This started out as a techy post about infection models for SD practitioners interested in epidemiology. However, it has turned into something more important for coronavirus policy.
It began with a puzzle: I re-implemented my conceptual coronavirus model for multiple regions, tuning it for Italy and Switzerland. The goal was to use it to explore border closure policies. But calibration revealed a problem: using mainstream parameters for the incubation time, recovery time, and R0 yielded lukewarm growth in infections. Retuning to fit the data yields R0=5, which is outside the range of most estimates. It also makes control extremely difficult, because you have to reduce transmission by 1-1/R0 = 80% to stop the spread.
To understand why, I decided to solve the model analytically for the steady-state growth rate in the early infection period, when there are plenty of susceptible people, so the infection rate is unconstrained by availability of victims. That analysis is reproduced in the subsequent sections. It’s of general interest as a way of thinking about growth in SD models, not only for epidemics, but also in marketing (the Bass Diffusion model is essentially an epidemic model) and in growing economies and supply chains.
First, though, I’ll skip to the punch line.
The puzzle exists because R0 is not a complete description of the structure of an epidemic. It tells you some important things about how it will unfold, like how much you have to reduce transmission to stop it, but critically, not how fast it will go. That’s because the growth rate is entangled with the incubation and recovery times, or more generally the distribution of the generation time (the time between primary and secondary infections).
This means that an R0 value estimated with one set of assumptions about generation times (e.g., using the R package R0) can’t be plugged into an SEIR model with different delay structure assumptions, without changing the trajectory of the epidemic.

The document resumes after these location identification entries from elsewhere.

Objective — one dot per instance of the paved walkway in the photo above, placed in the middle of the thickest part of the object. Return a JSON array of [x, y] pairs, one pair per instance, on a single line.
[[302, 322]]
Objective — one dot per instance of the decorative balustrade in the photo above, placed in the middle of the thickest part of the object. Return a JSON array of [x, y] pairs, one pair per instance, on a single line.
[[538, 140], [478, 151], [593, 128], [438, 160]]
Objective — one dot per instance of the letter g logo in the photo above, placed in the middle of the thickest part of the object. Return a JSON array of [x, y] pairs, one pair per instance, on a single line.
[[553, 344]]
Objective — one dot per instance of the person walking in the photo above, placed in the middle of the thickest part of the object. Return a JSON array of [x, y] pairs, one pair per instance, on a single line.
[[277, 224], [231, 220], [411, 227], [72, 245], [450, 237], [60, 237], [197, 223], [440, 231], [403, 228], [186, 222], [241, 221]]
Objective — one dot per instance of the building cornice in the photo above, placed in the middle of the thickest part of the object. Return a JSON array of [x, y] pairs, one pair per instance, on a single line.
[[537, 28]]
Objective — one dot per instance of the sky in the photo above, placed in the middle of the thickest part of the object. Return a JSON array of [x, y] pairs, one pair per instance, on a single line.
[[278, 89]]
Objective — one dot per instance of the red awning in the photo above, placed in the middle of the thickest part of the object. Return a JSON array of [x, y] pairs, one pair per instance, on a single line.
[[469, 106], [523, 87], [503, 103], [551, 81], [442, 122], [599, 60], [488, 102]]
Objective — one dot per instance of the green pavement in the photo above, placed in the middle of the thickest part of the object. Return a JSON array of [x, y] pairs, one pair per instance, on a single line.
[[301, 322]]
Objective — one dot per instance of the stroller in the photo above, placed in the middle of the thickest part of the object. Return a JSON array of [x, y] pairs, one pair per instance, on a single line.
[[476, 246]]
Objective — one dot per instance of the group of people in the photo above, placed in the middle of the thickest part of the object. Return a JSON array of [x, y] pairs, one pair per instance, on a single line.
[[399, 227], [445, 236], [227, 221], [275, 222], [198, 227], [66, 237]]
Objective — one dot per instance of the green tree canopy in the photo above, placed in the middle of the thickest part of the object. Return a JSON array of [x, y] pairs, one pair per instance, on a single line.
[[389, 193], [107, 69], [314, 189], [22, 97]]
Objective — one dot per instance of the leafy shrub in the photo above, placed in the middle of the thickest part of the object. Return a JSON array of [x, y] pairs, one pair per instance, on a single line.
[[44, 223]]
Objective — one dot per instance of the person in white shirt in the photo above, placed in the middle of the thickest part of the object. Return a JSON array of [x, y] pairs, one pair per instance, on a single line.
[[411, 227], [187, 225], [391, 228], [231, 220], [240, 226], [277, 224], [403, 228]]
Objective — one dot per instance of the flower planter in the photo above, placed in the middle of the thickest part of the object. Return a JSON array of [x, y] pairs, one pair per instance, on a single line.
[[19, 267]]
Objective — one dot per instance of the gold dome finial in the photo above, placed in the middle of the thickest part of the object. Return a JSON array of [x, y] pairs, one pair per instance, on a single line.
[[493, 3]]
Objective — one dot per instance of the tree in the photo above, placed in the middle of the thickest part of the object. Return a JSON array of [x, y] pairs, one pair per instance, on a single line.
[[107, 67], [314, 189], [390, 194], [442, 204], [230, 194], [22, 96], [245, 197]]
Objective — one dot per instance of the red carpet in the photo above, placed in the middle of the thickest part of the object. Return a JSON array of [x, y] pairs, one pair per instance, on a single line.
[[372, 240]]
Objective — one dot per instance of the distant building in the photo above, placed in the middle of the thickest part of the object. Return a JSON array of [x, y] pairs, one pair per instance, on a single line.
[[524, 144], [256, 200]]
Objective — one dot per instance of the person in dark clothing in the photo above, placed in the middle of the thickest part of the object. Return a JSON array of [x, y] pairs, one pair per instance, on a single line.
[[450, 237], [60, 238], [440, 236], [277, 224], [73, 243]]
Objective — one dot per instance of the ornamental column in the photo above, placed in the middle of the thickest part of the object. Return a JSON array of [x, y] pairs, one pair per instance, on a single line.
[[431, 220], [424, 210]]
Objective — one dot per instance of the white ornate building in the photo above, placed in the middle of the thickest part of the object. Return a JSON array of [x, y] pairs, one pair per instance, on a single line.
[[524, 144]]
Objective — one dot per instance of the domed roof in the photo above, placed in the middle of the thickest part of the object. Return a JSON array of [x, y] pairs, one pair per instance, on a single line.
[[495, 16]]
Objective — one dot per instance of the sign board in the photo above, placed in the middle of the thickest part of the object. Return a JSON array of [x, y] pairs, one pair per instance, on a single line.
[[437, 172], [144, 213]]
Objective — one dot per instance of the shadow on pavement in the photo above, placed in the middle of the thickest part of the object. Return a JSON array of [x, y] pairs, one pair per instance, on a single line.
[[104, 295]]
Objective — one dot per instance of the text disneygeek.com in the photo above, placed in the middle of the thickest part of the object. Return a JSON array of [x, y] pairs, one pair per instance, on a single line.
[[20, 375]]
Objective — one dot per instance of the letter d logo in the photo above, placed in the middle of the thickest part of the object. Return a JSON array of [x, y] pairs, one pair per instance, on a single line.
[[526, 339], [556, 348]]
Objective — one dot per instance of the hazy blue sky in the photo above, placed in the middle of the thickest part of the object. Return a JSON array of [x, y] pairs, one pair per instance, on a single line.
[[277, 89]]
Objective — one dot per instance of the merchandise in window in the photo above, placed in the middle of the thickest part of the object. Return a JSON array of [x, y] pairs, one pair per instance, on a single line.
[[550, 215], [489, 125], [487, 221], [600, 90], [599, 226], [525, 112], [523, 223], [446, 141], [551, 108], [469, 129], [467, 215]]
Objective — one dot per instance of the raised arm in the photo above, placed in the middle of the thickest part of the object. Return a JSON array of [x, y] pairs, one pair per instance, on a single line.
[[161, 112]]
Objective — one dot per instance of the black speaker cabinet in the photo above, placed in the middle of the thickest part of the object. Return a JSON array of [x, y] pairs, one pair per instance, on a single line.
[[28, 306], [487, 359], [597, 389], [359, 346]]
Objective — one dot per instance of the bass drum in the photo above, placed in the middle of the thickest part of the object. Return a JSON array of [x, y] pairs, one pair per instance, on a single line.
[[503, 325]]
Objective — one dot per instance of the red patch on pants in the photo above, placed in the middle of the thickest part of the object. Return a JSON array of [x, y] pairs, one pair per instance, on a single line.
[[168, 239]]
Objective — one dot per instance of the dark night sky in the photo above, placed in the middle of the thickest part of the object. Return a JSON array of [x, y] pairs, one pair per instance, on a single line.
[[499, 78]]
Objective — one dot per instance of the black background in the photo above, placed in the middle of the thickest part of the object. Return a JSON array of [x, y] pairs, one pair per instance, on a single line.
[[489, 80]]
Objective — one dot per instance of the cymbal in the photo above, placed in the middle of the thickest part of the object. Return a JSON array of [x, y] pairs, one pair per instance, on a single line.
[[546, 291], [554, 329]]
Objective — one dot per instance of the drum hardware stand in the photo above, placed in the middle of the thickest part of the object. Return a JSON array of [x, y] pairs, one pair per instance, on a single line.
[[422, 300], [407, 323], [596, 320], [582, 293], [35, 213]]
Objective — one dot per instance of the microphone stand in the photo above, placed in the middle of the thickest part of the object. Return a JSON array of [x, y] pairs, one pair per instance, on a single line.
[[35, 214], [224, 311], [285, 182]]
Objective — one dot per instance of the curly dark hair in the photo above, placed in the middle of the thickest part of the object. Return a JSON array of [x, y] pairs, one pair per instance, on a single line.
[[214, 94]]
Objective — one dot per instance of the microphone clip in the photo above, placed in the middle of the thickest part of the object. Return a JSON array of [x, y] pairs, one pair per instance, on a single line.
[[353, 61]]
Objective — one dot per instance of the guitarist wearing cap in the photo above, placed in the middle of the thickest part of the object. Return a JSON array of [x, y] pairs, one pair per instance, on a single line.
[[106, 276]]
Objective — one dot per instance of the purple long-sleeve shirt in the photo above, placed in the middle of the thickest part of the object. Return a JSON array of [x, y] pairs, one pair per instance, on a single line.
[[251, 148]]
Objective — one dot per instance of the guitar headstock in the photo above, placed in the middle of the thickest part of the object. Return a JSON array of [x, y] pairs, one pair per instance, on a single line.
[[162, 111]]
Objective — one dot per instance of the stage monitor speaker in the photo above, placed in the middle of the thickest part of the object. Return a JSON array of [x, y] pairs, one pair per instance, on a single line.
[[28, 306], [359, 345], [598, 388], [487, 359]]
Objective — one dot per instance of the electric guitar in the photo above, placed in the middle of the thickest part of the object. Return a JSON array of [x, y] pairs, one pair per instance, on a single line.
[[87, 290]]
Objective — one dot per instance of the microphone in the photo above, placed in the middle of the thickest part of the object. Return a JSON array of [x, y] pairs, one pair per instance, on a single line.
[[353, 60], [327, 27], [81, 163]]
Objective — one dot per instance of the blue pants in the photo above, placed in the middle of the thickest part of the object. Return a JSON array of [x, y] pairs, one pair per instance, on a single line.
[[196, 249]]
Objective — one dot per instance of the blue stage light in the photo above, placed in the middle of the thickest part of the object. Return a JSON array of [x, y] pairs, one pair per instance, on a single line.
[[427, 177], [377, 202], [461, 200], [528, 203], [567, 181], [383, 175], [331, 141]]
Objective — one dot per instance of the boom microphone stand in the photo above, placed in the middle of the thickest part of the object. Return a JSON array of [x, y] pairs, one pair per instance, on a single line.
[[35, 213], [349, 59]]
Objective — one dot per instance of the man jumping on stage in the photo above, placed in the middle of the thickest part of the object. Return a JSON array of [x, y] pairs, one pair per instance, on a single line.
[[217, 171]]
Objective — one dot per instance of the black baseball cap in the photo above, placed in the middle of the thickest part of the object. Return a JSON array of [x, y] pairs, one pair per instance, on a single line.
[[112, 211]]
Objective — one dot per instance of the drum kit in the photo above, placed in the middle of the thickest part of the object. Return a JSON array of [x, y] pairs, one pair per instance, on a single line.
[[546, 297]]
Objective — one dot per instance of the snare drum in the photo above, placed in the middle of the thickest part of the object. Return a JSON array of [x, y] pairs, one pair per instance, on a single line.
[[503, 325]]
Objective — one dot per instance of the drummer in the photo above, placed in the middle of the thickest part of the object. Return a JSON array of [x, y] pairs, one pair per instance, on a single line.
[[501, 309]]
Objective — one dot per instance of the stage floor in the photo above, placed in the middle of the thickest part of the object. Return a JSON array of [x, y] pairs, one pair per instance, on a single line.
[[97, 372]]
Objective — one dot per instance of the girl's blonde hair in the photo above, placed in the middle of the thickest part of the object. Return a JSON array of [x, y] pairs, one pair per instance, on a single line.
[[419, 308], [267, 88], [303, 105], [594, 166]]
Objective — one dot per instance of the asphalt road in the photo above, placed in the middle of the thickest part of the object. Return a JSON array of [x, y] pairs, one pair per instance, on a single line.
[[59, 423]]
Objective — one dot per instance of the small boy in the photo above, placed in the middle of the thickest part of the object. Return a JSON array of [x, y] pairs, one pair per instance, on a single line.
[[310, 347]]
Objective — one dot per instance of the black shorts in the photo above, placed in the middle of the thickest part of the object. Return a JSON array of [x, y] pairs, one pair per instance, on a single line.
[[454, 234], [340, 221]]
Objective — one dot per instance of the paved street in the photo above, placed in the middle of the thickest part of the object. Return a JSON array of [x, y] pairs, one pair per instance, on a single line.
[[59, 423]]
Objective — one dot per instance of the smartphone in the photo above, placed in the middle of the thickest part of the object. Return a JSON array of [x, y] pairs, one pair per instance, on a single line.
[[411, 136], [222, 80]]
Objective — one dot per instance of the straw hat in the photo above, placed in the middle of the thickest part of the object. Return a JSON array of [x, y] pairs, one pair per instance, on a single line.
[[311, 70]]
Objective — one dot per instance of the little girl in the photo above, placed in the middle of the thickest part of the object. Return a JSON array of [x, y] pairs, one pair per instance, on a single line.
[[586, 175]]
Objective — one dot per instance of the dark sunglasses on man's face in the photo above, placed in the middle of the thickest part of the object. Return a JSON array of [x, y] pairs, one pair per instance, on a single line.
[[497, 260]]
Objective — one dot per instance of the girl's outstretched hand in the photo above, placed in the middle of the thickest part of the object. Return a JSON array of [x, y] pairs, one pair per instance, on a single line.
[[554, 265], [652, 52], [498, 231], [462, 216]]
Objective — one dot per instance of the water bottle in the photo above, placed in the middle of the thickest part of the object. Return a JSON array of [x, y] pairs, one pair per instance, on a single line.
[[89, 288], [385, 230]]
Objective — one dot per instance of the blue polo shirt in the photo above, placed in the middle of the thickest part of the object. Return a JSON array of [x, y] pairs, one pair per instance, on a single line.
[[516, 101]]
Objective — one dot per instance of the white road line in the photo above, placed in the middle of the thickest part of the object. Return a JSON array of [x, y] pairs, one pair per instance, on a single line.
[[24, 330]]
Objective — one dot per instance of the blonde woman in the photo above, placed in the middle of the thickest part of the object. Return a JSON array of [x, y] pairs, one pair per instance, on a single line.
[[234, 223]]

Specifically, the growth rate is likely to be different. The growth rate is, unfortunately, pretty important, because it influences the time at which critical thresholds like ventilator capacity will be breached.
The mathematics of this are laid out clearly by Wallinga & Lipsitch. They approach the problem from generating functions, which give up simple closed-form solutions a little more readily than my steady-state growth calculations below. For example, for the SEIR model,
R0 = (1 + r/b1)(1 + r/b2) (Eqn. 3.2)
Where r is the growth rate, b1 is the inverse of the incubation time, and b2 is the inverse of the recovery time. If you plug in r = 0.3/day, b1 = 1/(5 days), b2 = 1/(10 days), R0 = 10, which is not plausible for COVID-19. Similarly, if you plug in the frequently-seen R0=2.4 with the time constants above, you get growth at 8%/day, not the observed 30%/day.
There are actually more ways to get into trouble by using R0 as a shorthand for rich assumptions in models. Stochastic dynamics and network topology matter, for example. In The Failure of R0, Li Blakely & Smith write,
However, in almost every aspect that matters, R 0 is flawed. Diseases can persist with R 0 < 1, while diseases with R 0 > 1 can die out. We show that the same model of malaria gives many different values of R 0, depending on the method used, with the sole common property that they have a threshold at 1. We also survey estimated values of R 0 for a variety of diseases, and examine some of the alternatives that have been proposed. If R 0 is to be used, it must be accompanied by caveats about the method of calculation, underlying model assumptions and evidence that it is actually a threshold. Otherwise, the concept is meaningless.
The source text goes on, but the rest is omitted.